Chumsri Saranya, Li Zhuo, Serie Daniel J, Norton Nadine, Mashadi-Hossein Afshin, Tenner Kathleen, Brauer Heather Ann, Warren Sarah, Danaher Patrick, Colon-Otero Gerardo, Partridge Ann H, Carey Lisa A, Hilbers Florentine, Van Dooren Veerle, Holmes Eileen, Di Cosimo Serena, Werner Olena, Huober Jens Bodo, Dueck Amylou C, Sotiriou Christos, Saura Cristina, Moreno-Aspitia Alvaro, Knutson Keith L, Perez Edith A, Thompson E Aubrey
Jacoby Center for Breast Health, Mayo Clinic, Jacksonville, FL, USA.

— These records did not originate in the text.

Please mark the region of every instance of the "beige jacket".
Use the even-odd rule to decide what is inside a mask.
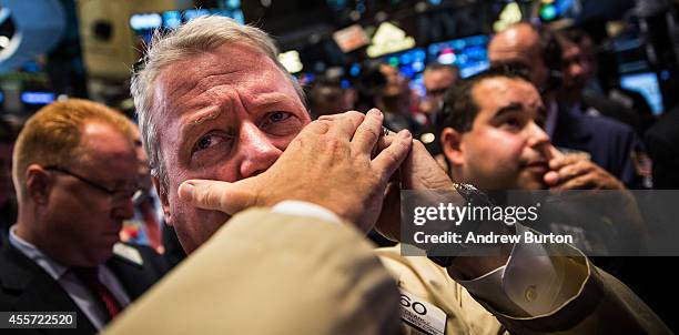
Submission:
[[[375,253],[382,260],[381,266]],[[417,334],[401,290],[446,314],[445,334],[670,334],[625,285],[584,257],[555,260],[577,294],[519,318],[475,300],[426,257],[372,250],[349,225],[249,210],[128,308],[104,334]],[[385,267],[388,270],[385,271]]]

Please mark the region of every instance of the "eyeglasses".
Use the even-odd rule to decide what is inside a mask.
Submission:
[[[44,168],[48,171],[54,171],[54,172],[59,172],[65,175],[70,175],[79,181],[81,181],[82,183],[87,184],[88,186],[98,190],[107,195],[109,195],[110,202],[112,206],[119,206],[121,204],[124,204],[125,202],[132,200],[133,197],[135,197],[135,195],[138,195],[140,193],[141,187],[139,185],[134,185],[131,189],[122,189],[122,190],[112,190],[109,189],[98,182],[94,182],[90,179],[87,179],[82,175],[75,174],[67,169],[60,168],[60,166],[45,166]]]
[[[448,89],[436,89],[436,90],[427,90],[427,97],[440,97],[446,93]]]

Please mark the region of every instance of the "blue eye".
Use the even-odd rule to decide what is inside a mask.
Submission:
[[[201,139],[197,140],[197,142],[195,143],[195,146],[193,149],[193,152],[197,152],[201,150],[206,150],[210,149],[214,145],[221,144],[229,141],[229,138],[226,138],[225,135],[222,134],[206,134],[204,136],[202,136]]]
[[[268,115],[268,120],[271,122],[281,122],[287,118],[290,118],[290,113],[285,113],[285,112],[275,112]]]
[[[204,149],[210,148],[211,143],[212,143],[212,138],[211,136],[204,136],[204,138],[200,139],[197,143],[195,143],[195,148],[197,150],[204,150]]]

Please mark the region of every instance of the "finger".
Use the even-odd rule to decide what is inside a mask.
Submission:
[[[402,130],[394,139],[394,142],[373,160],[374,168],[382,174],[383,180],[387,180],[401,163],[408,156],[413,145],[413,135],[407,130]]]
[[[297,136],[304,134],[304,133],[311,133],[311,134],[316,134],[316,135],[323,135],[326,134],[330,131],[330,122],[327,121],[314,121],[310,124],[307,124],[304,129],[302,129],[302,131],[300,132],[300,134],[297,134]]]
[[[211,180],[188,180],[179,187],[181,201],[203,209],[224,212],[230,215],[253,206],[256,196],[243,187],[243,183],[227,183]]]
[[[596,183],[594,176],[591,174],[584,174],[568,180],[567,182],[558,185],[556,189],[559,191],[589,190],[595,185]]]
[[[318,116],[318,120],[334,121],[334,120],[337,120],[338,118],[342,118],[342,114],[344,113],[325,114],[325,115]]]
[[[555,186],[559,183],[559,173],[556,171],[549,171],[545,173],[543,180],[545,181],[545,184],[547,184],[547,186]]]
[[[564,156],[565,156],[565,154],[563,152],[560,152],[558,149],[556,149],[556,146],[554,146],[551,144],[549,144],[547,146],[547,159],[549,161],[556,160],[556,159],[561,159]]]
[[[352,148],[358,153],[369,155],[382,134],[383,120],[384,116],[379,110],[369,110],[352,139]]]
[[[568,164],[572,164],[582,160],[586,160],[586,156],[581,154],[561,154],[561,156],[557,156],[556,159],[549,161],[549,169],[558,171]]]
[[[335,135],[338,139],[346,139],[347,141],[351,141],[354,133],[356,133],[356,129],[358,129],[358,125],[361,125],[364,119],[365,114],[356,111],[342,113],[338,118],[335,118],[332,121],[325,120],[325,122],[328,122],[330,124],[330,130],[327,133]]]
[[[559,173],[559,182],[565,182],[567,180],[574,179],[576,176],[586,174],[591,172],[591,164],[589,164],[589,162],[577,162],[574,164],[569,164],[566,165],[564,168],[561,168],[558,173]]]

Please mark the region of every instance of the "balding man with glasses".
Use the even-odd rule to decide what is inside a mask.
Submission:
[[[71,332],[94,334],[166,272],[151,248],[119,243],[139,190],[133,130],[77,99],[29,119],[14,149],[19,211],[0,253],[0,311],[74,312]]]

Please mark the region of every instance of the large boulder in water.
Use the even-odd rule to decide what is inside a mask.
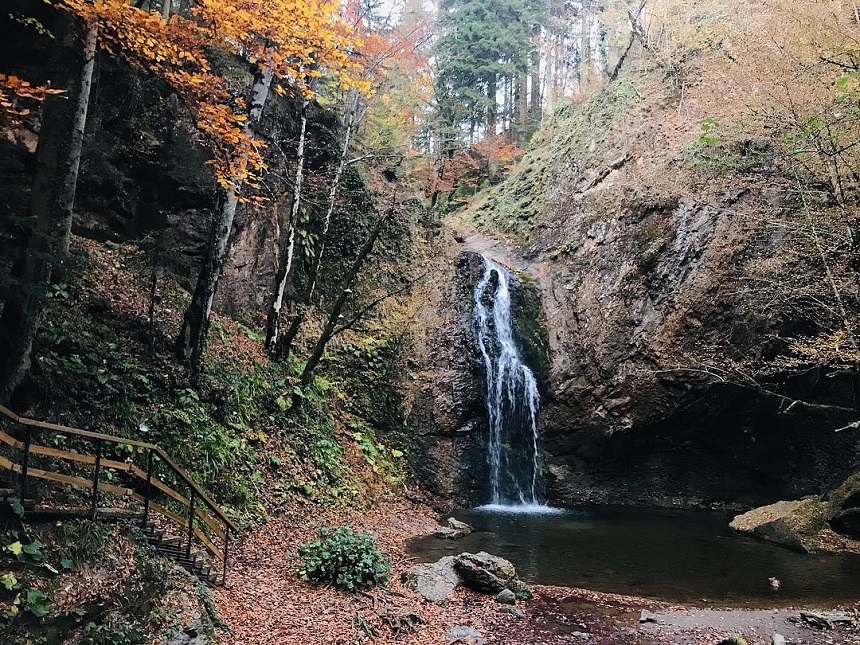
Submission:
[[[729,526],[754,537],[805,551],[817,550],[829,505],[816,497],[760,506],[736,516]]]
[[[463,584],[475,591],[495,595],[510,589],[517,598],[531,597],[531,590],[517,577],[514,565],[486,551],[461,553],[454,560],[454,568]]]
[[[407,589],[417,591],[425,600],[442,604],[454,595],[460,576],[454,569],[455,557],[445,556],[437,562],[416,564],[403,574]]]

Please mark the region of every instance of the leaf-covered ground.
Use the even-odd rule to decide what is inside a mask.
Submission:
[[[393,579],[385,588],[344,593],[313,586],[296,573],[297,546],[318,527],[343,523],[378,539],[392,565]],[[408,539],[435,525],[426,507],[394,498],[352,511],[291,505],[249,533],[235,552],[228,584],[215,592],[218,611],[229,626],[220,632],[221,642],[466,645],[466,640],[446,637],[446,631],[467,626],[487,645],[715,645],[731,635],[743,635],[749,645],[770,645],[776,630],[796,644],[860,643],[850,632],[824,633],[798,625],[793,622],[798,612],[792,609],[693,609],[563,587],[535,586],[534,597],[519,605],[523,618],[506,613],[489,596],[464,589],[445,606],[427,603],[400,584],[400,574],[414,563]],[[655,612],[657,622],[640,624],[642,609]],[[421,622],[416,624],[414,616]]]

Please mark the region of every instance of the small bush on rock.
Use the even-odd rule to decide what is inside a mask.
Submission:
[[[305,580],[355,591],[388,582],[389,566],[373,538],[349,526],[321,528],[317,538],[299,546]]]

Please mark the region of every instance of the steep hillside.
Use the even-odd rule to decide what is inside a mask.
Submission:
[[[674,81],[559,106],[463,216],[542,276],[551,497],[820,492],[857,454],[834,433],[856,419],[856,211],[718,86]]]

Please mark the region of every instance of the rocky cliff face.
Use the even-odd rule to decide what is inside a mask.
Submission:
[[[731,172],[703,170],[661,126],[671,97],[635,95],[614,86],[560,110],[513,177],[449,223],[540,286],[550,500],[743,507],[820,493],[858,454],[855,432],[834,432],[857,414],[844,331],[856,217],[818,193],[800,203],[766,142],[721,150]]]

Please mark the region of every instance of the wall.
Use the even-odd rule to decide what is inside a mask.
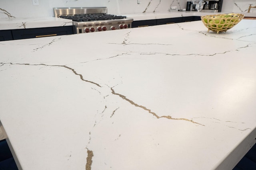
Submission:
[[[167,12],[171,6],[186,8],[186,0],[0,0],[0,18],[53,16],[53,7],[106,6],[109,14]],[[224,0],[222,11],[246,11],[248,4],[256,6],[256,0]],[[252,8],[251,12],[256,12]]]

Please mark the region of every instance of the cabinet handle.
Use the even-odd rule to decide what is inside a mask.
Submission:
[[[51,36],[56,36],[57,35],[57,34],[49,34],[49,35],[36,35],[36,38],[39,38],[40,37],[50,37]]]
[[[148,27],[148,26],[149,26],[148,25],[140,25],[140,26],[138,26],[138,27]]]

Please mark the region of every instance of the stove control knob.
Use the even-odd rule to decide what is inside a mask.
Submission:
[[[88,28],[85,28],[84,29],[84,32],[86,33],[89,33],[90,32],[90,29]]]
[[[106,31],[107,30],[107,27],[106,27],[106,26],[103,26],[102,27],[102,31]]]
[[[124,29],[127,28],[128,27],[128,26],[127,26],[127,25],[126,23],[123,25],[123,27]]]
[[[97,27],[97,31],[101,31],[102,30],[102,29],[101,27],[98,26]]]
[[[93,32],[95,31],[95,29],[93,27],[91,27],[90,28],[90,31],[91,32]]]
[[[119,25],[119,29],[122,29],[123,28],[124,28],[124,26],[123,26],[122,25],[122,24]]]
[[[110,27],[110,29],[112,30],[114,30],[116,29],[116,28],[115,28],[115,27],[114,26],[111,26],[111,27]]]

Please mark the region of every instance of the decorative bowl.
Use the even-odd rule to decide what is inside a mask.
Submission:
[[[231,13],[201,16],[201,20],[210,30],[217,32],[225,32],[234,27],[244,17],[241,14]]]

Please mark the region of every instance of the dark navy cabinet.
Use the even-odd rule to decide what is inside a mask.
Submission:
[[[156,25],[156,20],[143,20],[141,21],[135,21],[132,23],[132,27],[146,27]]]
[[[158,25],[168,24],[169,23],[178,23],[189,21],[199,21],[201,17],[198,16],[177,17],[170,18],[163,18],[156,20],[135,21],[132,23],[132,27],[145,27],[147,26],[156,25]]]
[[[200,21],[201,17],[199,16],[191,16],[184,17],[182,18],[182,22],[188,22],[190,21]]]
[[[0,30],[0,41],[73,34],[73,26]]]
[[[38,38],[72,34],[73,26],[29,28],[12,30],[13,39]]]
[[[156,25],[168,24],[182,22],[182,17],[159,19],[156,20]]]
[[[0,30],[0,41],[12,40],[12,39],[11,30]]]

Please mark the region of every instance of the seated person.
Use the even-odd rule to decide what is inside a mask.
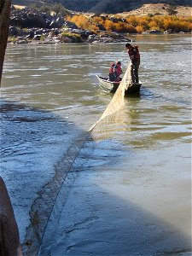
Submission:
[[[112,63],[111,66],[110,66],[110,68],[108,70],[108,79],[109,79],[109,81],[112,81],[112,82],[113,82],[114,79],[115,79],[115,76],[114,76],[114,66],[115,66],[115,64]]]
[[[122,74],[122,69],[121,69],[121,62],[118,61],[114,66],[114,81],[119,82],[120,81],[120,75]]]

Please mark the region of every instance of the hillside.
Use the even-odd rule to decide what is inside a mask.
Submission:
[[[51,4],[61,3],[66,9],[79,12],[117,14],[135,11],[143,5],[150,4],[171,4],[174,7],[192,7],[191,0],[13,0],[13,4]]]

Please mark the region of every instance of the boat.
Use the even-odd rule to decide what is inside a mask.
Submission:
[[[97,79],[99,80],[101,87],[107,91],[110,91],[114,93],[118,89],[118,86],[120,84],[119,82],[112,82],[108,79],[108,78],[101,77],[96,75]],[[142,83],[138,84],[130,84],[125,93],[137,93],[140,91],[140,88],[142,86]]]

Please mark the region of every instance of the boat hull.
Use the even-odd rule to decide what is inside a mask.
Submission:
[[[120,82],[112,82],[109,81],[108,78],[96,76],[101,87],[108,91],[114,93],[116,90],[118,89],[118,86],[119,85]],[[142,84],[130,84],[127,90],[125,90],[126,94],[129,93],[137,93],[140,91],[140,88],[142,86]]]

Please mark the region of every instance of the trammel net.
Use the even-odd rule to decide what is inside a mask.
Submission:
[[[57,166],[55,175],[39,191],[30,211],[31,218],[33,219],[38,214],[39,221],[37,224],[32,222],[27,229],[24,245],[27,241],[33,241],[33,242],[30,246],[23,246],[26,254],[40,255],[41,251],[47,247],[47,244],[51,244],[55,230],[51,223],[59,219],[68,190],[72,186],[71,183],[73,183],[78,172],[82,169],[84,161],[89,157],[91,158],[91,154],[87,154],[88,149],[91,152],[90,149],[94,148],[96,141],[107,138],[108,133],[110,134],[113,131],[115,122],[119,125],[120,119],[116,115],[118,113],[116,112],[124,106],[125,90],[131,84],[131,80],[130,64],[101,118],[89,131],[82,134],[82,137],[67,150]],[[114,113],[116,113],[113,114]]]
[[[111,115],[112,113],[118,111],[120,108],[124,105],[124,96],[125,96],[125,91],[128,88],[129,84],[131,81],[131,63],[129,64],[126,72],[120,82],[120,84],[119,85],[116,92],[114,93],[111,102],[109,102],[108,106],[103,112],[101,118],[96,121],[92,127],[89,130],[90,131],[92,131],[95,126],[104,118],[106,118],[108,115]]]

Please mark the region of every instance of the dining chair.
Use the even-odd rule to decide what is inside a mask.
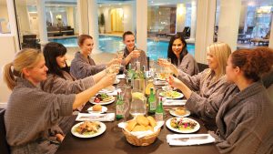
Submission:
[[[4,108],[0,108],[0,149],[2,154],[9,154],[9,145],[6,142],[5,138],[5,121],[4,121]]]

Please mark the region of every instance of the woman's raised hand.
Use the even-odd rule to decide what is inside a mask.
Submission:
[[[97,84],[100,84],[103,87],[103,88],[112,86],[116,80],[116,73],[107,74],[103,78],[101,78]]]

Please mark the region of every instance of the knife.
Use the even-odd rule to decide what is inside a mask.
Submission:
[[[182,138],[176,138],[176,139],[173,139],[187,141],[188,139],[207,139],[207,138],[208,138],[208,136],[206,135],[206,136],[199,136],[199,137],[182,137]]]

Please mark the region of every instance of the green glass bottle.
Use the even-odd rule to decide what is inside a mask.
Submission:
[[[116,100],[116,119],[120,119],[123,118],[123,110],[124,110],[124,102],[123,102],[123,98],[121,97],[121,92],[117,92],[117,100]]]
[[[158,105],[156,109],[156,120],[157,121],[163,121],[163,116],[164,116],[164,109],[162,105],[162,98],[159,98]]]
[[[131,82],[133,76],[134,76],[134,70],[132,69],[132,65],[129,63],[128,67],[128,71],[127,71],[127,76],[128,76],[128,82]]]
[[[148,112],[150,114],[155,114],[156,112],[156,97],[155,97],[155,94],[154,94],[154,88],[151,87],[150,88],[150,96],[149,96],[149,98],[148,98]]]

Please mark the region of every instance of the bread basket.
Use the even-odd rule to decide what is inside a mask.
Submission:
[[[135,146],[148,146],[148,145],[155,142],[157,137],[160,133],[160,128],[158,128],[157,132],[155,132],[151,135],[140,138],[140,139],[137,139],[136,136],[134,136],[131,133],[127,132],[124,128],[122,129],[122,131],[123,131],[124,135],[126,136],[126,140],[130,144],[135,145]]]

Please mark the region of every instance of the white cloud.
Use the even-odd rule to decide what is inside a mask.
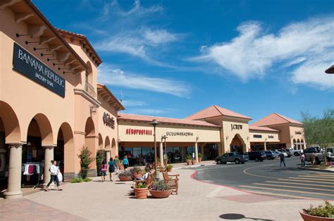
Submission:
[[[99,82],[109,85],[146,90],[187,97],[190,88],[184,82],[170,79],[151,77],[138,74],[128,74],[118,68],[101,65],[99,67]]]
[[[333,62],[333,20],[326,17],[292,23],[276,34],[264,32],[259,23],[245,23],[237,27],[237,37],[202,47],[202,56],[192,60],[214,62],[244,81],[261,78],[276,65],[291,67],[293,82],[333,87],[333,77],[323,72]]]
[[[147,103],[144,101],[131,100],[124,100],[122,101],[122,103],[125,107],[142,107],[147,105]]]

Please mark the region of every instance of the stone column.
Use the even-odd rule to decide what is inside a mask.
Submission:
[[[163,144],[162,142],[160,142],[159,151],[159,158],[160,158],[160,164],[161,166],[163,165]]]
[[[195,162],[198,163],[198,142],[196,141],[195,143]]]
[[[22,197],[21,168],[22,144],[9,144],[8,187],[5,193],[6,198]]]
[[[50,180],[51,172],[49,170],[52,163],[51,160],[54,160],[54,146],[43,146],[44,149],[44,172],[43,175],[43,188],[47,188],[47,185]],[[52,182],[50,186],[53,186]]]

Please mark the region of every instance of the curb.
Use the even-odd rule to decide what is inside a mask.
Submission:
[[[311,171],[326,172],[333,172],[333,173],[334,173],[333,170],[325,170],[325,169],[307,168],[303,168],[303,167],[298,167],[298,169],[305,170],[311,170]]]

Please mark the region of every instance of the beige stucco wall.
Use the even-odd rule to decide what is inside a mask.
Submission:
[[[250,148],[249,141],[249,127],[248,125],[249,120],[237,118],[223,118],[223,127],[221,133],[221,141],[223,142],[223,152],[230,151],[230,145],[232,140],[235,135],[237,134],[240,139],[241,139],[243,145],[243,151],[247,151],[248,149]],[[242,129],[231,130],[231,125],[242,125]],[[248,138],[248,139],[247,139]]]
[[[261,135],[261,138],[254,137],[254,135]],[[271,138],[273,137],[273,138]],[[249,130],[249,142],[279,142],[279,132]]]
[[[149,130],[152,131],[151,135],[126,134],[127,129]],[[220,142],[220,132],[218,127],[204,127],[190,125],[178,125],[159,124],[156,126],[156,141],[160,141],[161,137],[166,132],[191,132],[192,136],[168,136],[168,142],[196,142],[196,137],[199,137],[198,142]],[[131,122],[119,120],[118,138],[121,142],[152,142],[154,141],[153,126],[149,122]]]

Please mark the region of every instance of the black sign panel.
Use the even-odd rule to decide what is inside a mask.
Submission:
[[[16,43],[14,43],[13,69],[61,97],[65,97],[65,79]]]

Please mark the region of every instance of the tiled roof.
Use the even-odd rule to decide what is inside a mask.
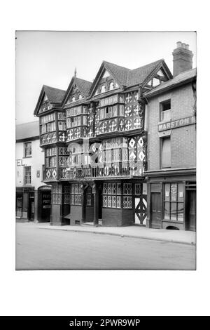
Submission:
[[[130,71],[130,69],[127,69],[127,67],[120,67],[120,65],[117,65],[113,63],[110,63],[109,62],[106,61],[104,61],[104,63],[106,67],[109,69],[109,71],[111,71],[111,72],[113,74],[114,77],[117,78],[121,85],[127,86],[127,77]]]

Department of Health and Human Services, Mayo Clinic, Jacksonville, FL, USA.
NPJ Breast Cancer. 2022 May 24;8(1):68. doi: 10.1038/s41523-022-00430-0.
Trastuzumab acts in part through the adaptive immune system. Previous studies showed that enrichment of immune-related gene expression was associated with improved outcomes in HER2-positive (HER2+) breast cancer. However, the role of the immune system in response to lapatinib is not fully understood. Gene expression analysis was performed in 1,268 samples from the North Central Cancer Treatment Group (NCCTG) N9831 and 244 samples from the NeoALTTO trial. In N9831, enrichment of CD45 and immune-subset signatures were significantly associated with improved outcomes. We identified a novel 17-gene adaptive immune signature (AIS), which was found to be significantly associated with improved RFS among patients who received adjuvant trastuzumab (HR 0.66, 95% CI 0.49-0.90, Cox regression model p = 0.01) but not in patients who received chemotherapy alone (HR 0.96, 95% CI 0.67-1.40, Cox regression model p = 0.97). This result was validated in NeoALTTO. Overall, AIS-low patients had a significantly lower pathologic complete response (pCR) rate compared with AIS-high patients (χ p < 0.0001). Among patients who received trastuzumab alone, pCR was observed in 41.7% of AIS-high patients compared with 9.8% in AIS-low patients (OR of 6.61, 95% CI 2.09-25.59, logistic regression model p = 0.003). More importantly, AIS-low patients had a higher pCR rate with an addition of lapatinib (51.1% vs. 9.8%, OR 9.65, 95% CI 3.24-36.09, logistic regression model p < 0.001). AIS-low patients had poor outcomes, despite receiving adjuvant trastuzumab. However, these patients appear to benefit from an addition of lapatinib. Further studies are needed to validate the significance of this signature to identify patients who are more likely to benefit from dual anti-HER2 therapy. ClinicalTrials.gov Identifiers: NCT00005970 (NCCTG N9831) and NCT00553358 (NeoALTTO).
曲妥珠单抗部分通过适应性免疫系统发挥作用。先前的研究表明,免疫相关基因表达的富集与HER2阳性(HER2+)乳腺癌患者预后改善相关。然而,免疫系统在对拉帕替尼反应中的作用尚未完全明确。对来自北中部癌症治疗组(NCCTG)N9831试验的1268份样本和NeoALTTO试验的244份样本进行了基因表达分析。在N9831试验中,CD45和免疫亚群特征的富集与预后改善显著相关。我们鉴定出一种新的17基因适应性免疫特征(AIS),发现其与接受辅助曲妥珠单抗治疗患者的无复发生存期(RFS)改善显著相关(风险比[HR]0.66,95%置信区间[CI]0.49 - 0.90,Cox回归模型p = 0.01),但在仅接受化疗的患者中并非如此(HR 0.96,95% CI 0.67 - 1.40,Cox回归模型p = 0.97)。这一结果在NeoALTTO试验中得到了验证。总体而言,AIS低的患者与AIS高的患者相比,病理完全缓解(pCR)率显著更低(χ检验p < 0.0001)。在仅接受曲妥珠单抗治疗的患者中,AIS高的患者pCR率为41.7%,而AIS低的患者为9.8%(比值比[OR]为6.61,95% CI 2.09 - 25.59,逻辑回归模型p = 0.003)。更重要的是,添加拉帕替尼后,AIS低的患者pCR率更高(51.1%对9.8%,OR 9.65,95% CI 3.24 - 36.09,逻辑回归模型p < 0.001)。尽管接受了辅助曲妥珠单抗治疗,AIS低的患者预后较差。然而,这些患者似乎从添加拉帕替尼中获益。需要进一步研究来验证这一特征的意义,以识别更可能从双重抗HER2治疗中获益的患者。临床试验.gov标识符:NCT00005970(NCCTG N9831)和NCT00553358(NeoALTTO)。